12 and 19 through the casing 10 and the cup 35.

One problem with available normally solid, fusible materials in current use is that over a period of time they will to a certain extent sublime and shrink even under normal conditions. As can be seen in FIG. 2, in the switch of the present invention even though the pellet 26 has shrunk, the contact cup 35 continues to be pressed against the second lead 19 to maintain the electrical circuit. Though the upper spring 33 extends and pushes the cage 28 downward following the pellet, the lower spring 41 also extends to accommodate the shrinkage of the pellet. When the predetermined melting temperature of the pellet 26 is reached the pellet very quickly melts and the upper spring 33 moves the cage 28 downward. The lower spring 41 continues to expand until the contact cup 35 comes into contact with the upper end 29 of the cage 28. After this point is reached the lower spring 41 exerts no further force that is transmitted to the second lead 19. Thus, the pressure is relieved at the fold line 37 of the cup 35 thereby removing the force pressing the edges 39 of the side walls 38 against the side wall of the casing 10. Continued movement of the cage 28 downward by the spring 33 thus carries the cup 35 downward with it breaking the electrical connection to the second lead 19. The contact pressure having been removed from the cup, it readily slides downward with the cage 28.

Claims

We claim:

1. A thermal switch comprising:

a tubular, electrically and thermally conductive metal casing,

a first electrically conductive lead joined to and extending from one end of said metal casing to seal off said one end and make electrical connection to said casing,

an insulative ceramic bushing at the opposite end of said casing, said bushing sealing the opposite end of said casing and having its bore coaxial with said casing,

a second electrically conductive lead extending into said casing through the bore of said ceramic bushing and out of said casing to permit electrical connection thereto,

a normally solid, fusible pellet within said casing adjacent said one end,

a mechanical isolation cage within said casing having first and second parallel ends perpendicular to the axis of said casing, said cage being axially slidable within said casing and having a central opening in its first end adjacent said opposite end of said casing through which said second lead normally freely passes,

a first helical compression spring between said ceramic bushing and said first end of said cage urging said cage against said fusible pellet,

an electrically conductive contact member extending through said cage in a direction perpendicular to the axis of said casing and having its ends terminating in close proximity to the side walls of said casing, said contact member being foldable along a line across its center and having a portion to each side of its center that has a component perpendicular to the axis of said casing and a component parallel to the axis of said casing, and

a second helical compression spring between said second end of said cage and contact member pressing said contact member against the end of said second lead to cause said contact member to fold until its ends contact the side wall of said casing.

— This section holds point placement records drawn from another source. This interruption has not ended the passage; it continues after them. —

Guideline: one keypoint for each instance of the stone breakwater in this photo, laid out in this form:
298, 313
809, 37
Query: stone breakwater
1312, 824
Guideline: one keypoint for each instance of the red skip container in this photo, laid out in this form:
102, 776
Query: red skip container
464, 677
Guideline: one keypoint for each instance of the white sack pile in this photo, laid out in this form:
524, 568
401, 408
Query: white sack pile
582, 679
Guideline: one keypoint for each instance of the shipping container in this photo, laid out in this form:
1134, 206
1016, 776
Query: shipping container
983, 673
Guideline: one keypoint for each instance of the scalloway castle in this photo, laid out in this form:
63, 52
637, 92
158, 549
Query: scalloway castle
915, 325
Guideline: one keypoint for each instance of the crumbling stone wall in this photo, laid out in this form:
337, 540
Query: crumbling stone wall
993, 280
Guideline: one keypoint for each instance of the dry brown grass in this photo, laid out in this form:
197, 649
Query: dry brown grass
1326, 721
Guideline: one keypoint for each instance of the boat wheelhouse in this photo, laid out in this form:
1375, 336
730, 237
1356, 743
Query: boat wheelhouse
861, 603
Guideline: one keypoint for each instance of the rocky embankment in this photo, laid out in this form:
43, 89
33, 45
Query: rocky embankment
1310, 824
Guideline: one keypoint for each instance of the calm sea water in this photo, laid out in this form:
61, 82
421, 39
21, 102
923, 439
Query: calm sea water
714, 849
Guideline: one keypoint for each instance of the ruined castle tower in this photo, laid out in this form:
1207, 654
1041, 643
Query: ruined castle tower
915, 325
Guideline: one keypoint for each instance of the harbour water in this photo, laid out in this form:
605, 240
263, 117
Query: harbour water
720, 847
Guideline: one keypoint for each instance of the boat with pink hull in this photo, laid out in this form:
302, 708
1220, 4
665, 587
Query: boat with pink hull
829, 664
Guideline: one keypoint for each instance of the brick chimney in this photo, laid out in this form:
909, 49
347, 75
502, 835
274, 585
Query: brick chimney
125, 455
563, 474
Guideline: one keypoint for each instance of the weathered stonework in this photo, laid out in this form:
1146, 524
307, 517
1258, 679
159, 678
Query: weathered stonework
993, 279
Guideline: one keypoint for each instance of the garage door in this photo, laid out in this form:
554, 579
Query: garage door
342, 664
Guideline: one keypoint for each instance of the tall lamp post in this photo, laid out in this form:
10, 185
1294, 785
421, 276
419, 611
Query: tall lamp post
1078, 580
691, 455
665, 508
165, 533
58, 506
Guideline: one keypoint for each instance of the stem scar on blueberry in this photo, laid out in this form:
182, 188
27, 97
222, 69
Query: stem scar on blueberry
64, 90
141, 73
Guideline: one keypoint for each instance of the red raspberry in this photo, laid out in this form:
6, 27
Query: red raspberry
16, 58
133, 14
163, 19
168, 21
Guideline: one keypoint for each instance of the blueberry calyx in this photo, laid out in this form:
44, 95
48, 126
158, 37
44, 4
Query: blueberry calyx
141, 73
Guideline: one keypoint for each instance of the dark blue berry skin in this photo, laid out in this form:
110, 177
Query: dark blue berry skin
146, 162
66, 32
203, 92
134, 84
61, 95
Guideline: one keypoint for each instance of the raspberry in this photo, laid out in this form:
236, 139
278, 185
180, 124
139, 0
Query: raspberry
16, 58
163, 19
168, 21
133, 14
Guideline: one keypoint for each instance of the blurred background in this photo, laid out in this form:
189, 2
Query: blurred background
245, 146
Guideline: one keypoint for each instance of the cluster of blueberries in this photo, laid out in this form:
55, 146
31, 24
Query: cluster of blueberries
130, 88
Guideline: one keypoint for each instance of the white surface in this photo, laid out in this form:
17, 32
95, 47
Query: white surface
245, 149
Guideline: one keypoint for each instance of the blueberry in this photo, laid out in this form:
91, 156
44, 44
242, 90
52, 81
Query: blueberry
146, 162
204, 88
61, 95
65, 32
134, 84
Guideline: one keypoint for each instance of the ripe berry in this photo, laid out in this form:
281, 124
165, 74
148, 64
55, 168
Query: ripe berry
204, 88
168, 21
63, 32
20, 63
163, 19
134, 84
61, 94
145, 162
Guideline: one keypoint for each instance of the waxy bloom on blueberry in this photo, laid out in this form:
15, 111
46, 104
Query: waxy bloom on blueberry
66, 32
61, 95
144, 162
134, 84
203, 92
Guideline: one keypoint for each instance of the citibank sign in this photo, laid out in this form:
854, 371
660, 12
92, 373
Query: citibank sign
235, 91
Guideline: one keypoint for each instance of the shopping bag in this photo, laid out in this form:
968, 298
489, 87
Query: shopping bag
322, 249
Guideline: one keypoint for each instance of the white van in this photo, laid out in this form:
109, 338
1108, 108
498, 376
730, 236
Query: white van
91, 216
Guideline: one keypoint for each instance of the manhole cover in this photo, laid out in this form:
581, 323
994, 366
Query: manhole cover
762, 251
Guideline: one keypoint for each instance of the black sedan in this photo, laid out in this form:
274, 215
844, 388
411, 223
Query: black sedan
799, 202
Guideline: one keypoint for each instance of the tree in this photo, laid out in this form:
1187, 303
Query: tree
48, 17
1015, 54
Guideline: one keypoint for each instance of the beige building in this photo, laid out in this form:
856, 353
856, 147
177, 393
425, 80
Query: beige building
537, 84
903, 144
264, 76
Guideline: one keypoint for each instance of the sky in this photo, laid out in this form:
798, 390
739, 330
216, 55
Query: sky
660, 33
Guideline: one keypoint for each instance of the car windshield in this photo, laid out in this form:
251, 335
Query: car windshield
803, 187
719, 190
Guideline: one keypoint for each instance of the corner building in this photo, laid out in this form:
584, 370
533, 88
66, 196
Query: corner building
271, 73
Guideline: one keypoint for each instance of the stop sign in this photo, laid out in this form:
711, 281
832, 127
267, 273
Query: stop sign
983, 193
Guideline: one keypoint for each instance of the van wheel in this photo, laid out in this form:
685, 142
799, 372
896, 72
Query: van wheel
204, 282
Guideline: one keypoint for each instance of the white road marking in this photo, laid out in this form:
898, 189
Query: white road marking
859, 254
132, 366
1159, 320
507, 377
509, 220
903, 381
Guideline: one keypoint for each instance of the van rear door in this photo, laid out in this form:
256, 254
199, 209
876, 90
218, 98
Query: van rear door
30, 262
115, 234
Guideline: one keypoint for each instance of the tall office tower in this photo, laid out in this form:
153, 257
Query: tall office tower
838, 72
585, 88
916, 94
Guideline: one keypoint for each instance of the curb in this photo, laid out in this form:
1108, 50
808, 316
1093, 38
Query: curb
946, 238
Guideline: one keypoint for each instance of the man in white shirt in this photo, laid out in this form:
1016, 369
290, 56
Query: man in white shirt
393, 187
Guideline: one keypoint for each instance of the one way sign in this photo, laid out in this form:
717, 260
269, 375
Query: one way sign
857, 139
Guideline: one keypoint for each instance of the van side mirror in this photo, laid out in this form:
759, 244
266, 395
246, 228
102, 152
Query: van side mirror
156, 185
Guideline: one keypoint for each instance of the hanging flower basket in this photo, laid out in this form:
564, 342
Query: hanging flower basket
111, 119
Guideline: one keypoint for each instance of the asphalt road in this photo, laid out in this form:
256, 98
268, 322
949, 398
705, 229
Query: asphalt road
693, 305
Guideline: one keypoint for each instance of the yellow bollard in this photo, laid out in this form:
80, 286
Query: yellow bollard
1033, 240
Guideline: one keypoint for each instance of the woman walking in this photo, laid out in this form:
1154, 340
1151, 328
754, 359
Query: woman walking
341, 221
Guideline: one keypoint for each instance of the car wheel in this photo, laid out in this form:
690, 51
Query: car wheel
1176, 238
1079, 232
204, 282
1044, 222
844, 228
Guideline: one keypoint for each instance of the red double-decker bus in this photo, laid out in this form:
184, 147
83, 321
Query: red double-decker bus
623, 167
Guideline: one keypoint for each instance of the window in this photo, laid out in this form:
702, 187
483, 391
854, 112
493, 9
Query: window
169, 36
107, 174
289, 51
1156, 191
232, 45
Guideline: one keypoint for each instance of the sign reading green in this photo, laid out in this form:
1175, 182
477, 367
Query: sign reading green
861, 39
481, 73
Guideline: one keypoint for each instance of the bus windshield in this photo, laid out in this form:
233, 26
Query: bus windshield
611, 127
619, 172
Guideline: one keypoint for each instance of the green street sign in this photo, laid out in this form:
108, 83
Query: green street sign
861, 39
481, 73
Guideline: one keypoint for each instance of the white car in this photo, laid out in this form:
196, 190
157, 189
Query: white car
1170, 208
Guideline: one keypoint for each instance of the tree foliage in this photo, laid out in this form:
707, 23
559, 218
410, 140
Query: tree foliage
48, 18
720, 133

2. The thermal switch of claim 1 wherein said contact member comprises a contact cup having a bridge piece perpendicular to the axis of said casing which is foldable along a line across its center and an arcuate side wall at each end of said bridge extending generally parallel to the axis of said casing from said bridge toward said second end of said cage in close proximity to the side wall of said casing, and wherein said second helical compression spring presses the center of said bridge against the end of said second lead.

3. The thermal switch of claim 2 wherein the free ends of said arcuate side walls of said electrically conductive cup are formed with radially protruding rounded edges for contacting the side wall of said casing.